Who is going to stop God's work? Not you..you won't stop God. It is my loss, my missing out if I get discouraged. God will raise up another. He will work. God will put you thorough the fire. Where was God when Joseph was in prison? Oh, He was there; He put him there. See God was at work.


I Will Work


(The Person) (The Power) (The Potential)

May 01, 2010

It Is Well

Remember "I will work" and how I said a visiting preacher preached a message on it? Well, in that message he gave another truth right before the meat of his message. We had just finished singing "It Is Well With My Soul." I knew the story of deep grief behind the song, so I wasn't expecting him to tell us that the first woman to say that was the Shunimite woman in the Bible.

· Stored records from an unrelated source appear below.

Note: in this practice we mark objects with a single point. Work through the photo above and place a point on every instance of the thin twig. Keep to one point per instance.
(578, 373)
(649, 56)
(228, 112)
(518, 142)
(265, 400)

The story in a nutshell is Elisha the prophet would often stay at this family's home and they ended up building a room and furnishing it just for him. In thanksgiving for their kindness, he asked God to give them a child as they had none. As a result, they have a son; later he gets sick and dies. After the boy dies, the mother goes to find the man of God. On her way, she is asked how she is and she replies, "It is well." She knew that God had breathed life into her womb and she had a son. That same God could breathe life into her son again. She knew God was going to do something. The preacher went on to say this, "Trials don't ruin a person; they reveal a person. When it looks dark for you and your church, God can breath supernatural life! In the darkness say, It is well! It is well because God is still on the throne. So it will always be well."



Wow! Powerful words.......today I was speaking with another person who grieves a loved one. She commented on God soveriegnty becoming more real to her and seeing more of His goodness every day. I agreed; it is like I can breathe again. It took me 4 yrs to reach this point; it took her 7 yrs. The Lord gets a person to this place in His timing as He has many personal lessons for each of us on the way.

Changing Word For the Year


Some of you know that my word for the year was consistent....well last year my word was focused and God changed it to prayer. It took me 5 months to accept it, but I finally have accepted that God has changed my word for this year to counsel.

Follower of Christ, Godly Widow, Godly Single Mother, Effective and Fun Homeschool Mom, Prayer Warrior, Praiser with song, and Counselor with Words of Life.........these are the many roles I feel I have been given by God. Yikes! Emaculate housekeeper didn't make the list...LOL. On a serious note, all of these are impossible without My God and surrounding each calling in intense prayer is a must.

So, dear readers, if you think of me-- pray for me to be worthy of my calling and to be a clear window for Him. So that when others look at me doing these roles, they see through me and see the beauty of GOD.